I don't know if my SIL thought I should do something about my appearance when she brought it back for me from her vacation in Morocco, I believe she meant for us to enjoy and eat it, I must admit it was sitting in the basement for a while, but it's out now and I plan on using it.
As I said, a little reading was in order and the part that I had the most fun with, was the part with the goats. Goats? Yes! Somewhere in the back of my mind upon receiving the present there was this little story on goats eating, er.. processing and fermenting, and hey presto: extra-special aroma! But....that was coffee beans.... It turns out it's Argan nuts as well. Or is it?
Different sources, different stories but goats in every one of them. In one, we unsuspecting readers and future consumers are reassured that goats are only allowed to climb the trees that are not used for culinary purposes....(hah, no, we won't eat that but instead dab it on our pretty faces...duh!) in another we are told that because of the goat-fermenting process the nuts are easier to crack and so the oil can be pressed. In the area around Agadir where these Argan trees are found, food is hard to get and for the goats the fruit of these trees are a much welcomed part of their diet. They eat the whole fruit, leaving the inner core (the nut) intact and in passing the digestive system makes it softer and easier to crack.
For the sake of
sanity argument I am going to believe that these goats can be trained to climb the not-culinary-nut-holding-trees, and that the people collecting the nuts are trained to distinguish between goat-processed nuts and not-goat-processed nuts. Nuts. Indeed! Do you think goats can climb trees, not just the lower branches but the entire tree? Go on....click!
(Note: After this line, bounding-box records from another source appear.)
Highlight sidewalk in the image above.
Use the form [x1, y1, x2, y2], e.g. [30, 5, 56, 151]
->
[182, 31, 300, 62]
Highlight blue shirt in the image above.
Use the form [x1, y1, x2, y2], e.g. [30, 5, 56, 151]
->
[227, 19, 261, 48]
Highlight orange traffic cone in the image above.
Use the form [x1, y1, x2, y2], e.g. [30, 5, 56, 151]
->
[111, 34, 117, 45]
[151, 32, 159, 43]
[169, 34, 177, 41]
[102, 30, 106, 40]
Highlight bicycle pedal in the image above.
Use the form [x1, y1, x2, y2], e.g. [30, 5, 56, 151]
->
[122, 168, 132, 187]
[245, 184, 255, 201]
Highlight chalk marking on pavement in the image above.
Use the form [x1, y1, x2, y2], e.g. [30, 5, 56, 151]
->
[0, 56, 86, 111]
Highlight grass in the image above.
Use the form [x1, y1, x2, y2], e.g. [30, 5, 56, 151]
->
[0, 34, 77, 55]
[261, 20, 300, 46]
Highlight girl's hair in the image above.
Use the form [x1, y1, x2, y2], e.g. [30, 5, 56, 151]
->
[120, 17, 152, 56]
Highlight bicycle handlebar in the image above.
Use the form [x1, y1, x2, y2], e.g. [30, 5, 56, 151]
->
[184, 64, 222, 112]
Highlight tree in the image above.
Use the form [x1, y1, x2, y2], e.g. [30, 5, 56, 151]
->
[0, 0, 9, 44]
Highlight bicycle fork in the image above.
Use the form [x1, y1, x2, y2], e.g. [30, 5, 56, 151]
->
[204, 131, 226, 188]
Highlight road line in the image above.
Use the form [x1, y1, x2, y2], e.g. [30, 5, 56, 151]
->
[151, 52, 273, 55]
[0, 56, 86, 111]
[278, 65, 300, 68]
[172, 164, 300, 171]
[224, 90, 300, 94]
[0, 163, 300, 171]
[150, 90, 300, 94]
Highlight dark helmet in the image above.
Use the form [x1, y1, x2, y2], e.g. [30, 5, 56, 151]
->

Isn't that fun? Now that I have this bottle, truth or dare? I braced myself and tasted the oil as it was, straight from the bottle like you would an olive oil. Hmm, quite strong and powerful, funny aftertaste, very nutty earthy flavor, somewhat herbal? It gives a very oily/buttery mouthfeel as well (organoleptically speaking *grin*). The next thing was try it on some good bread with er.. soft goat cheese (sorry, that was on hand in the kitchen and I thought it was kind of appropriate). Well eeh....the flavours mingled and seem to enhance one 'n other.....
Haven't had the chance to use it in a dish yet, but I'm thinking a salad will be nice, using oranges and parsley, some roasted pine nuts. And a dash of oil instead of butter in a bowl of couscous sounds good too. And maybe I should try to make the Moroccan variety of peanutbutter, Amlou, a mixture of roasted ground almonds, honey and argan oil. Suggestions anyone?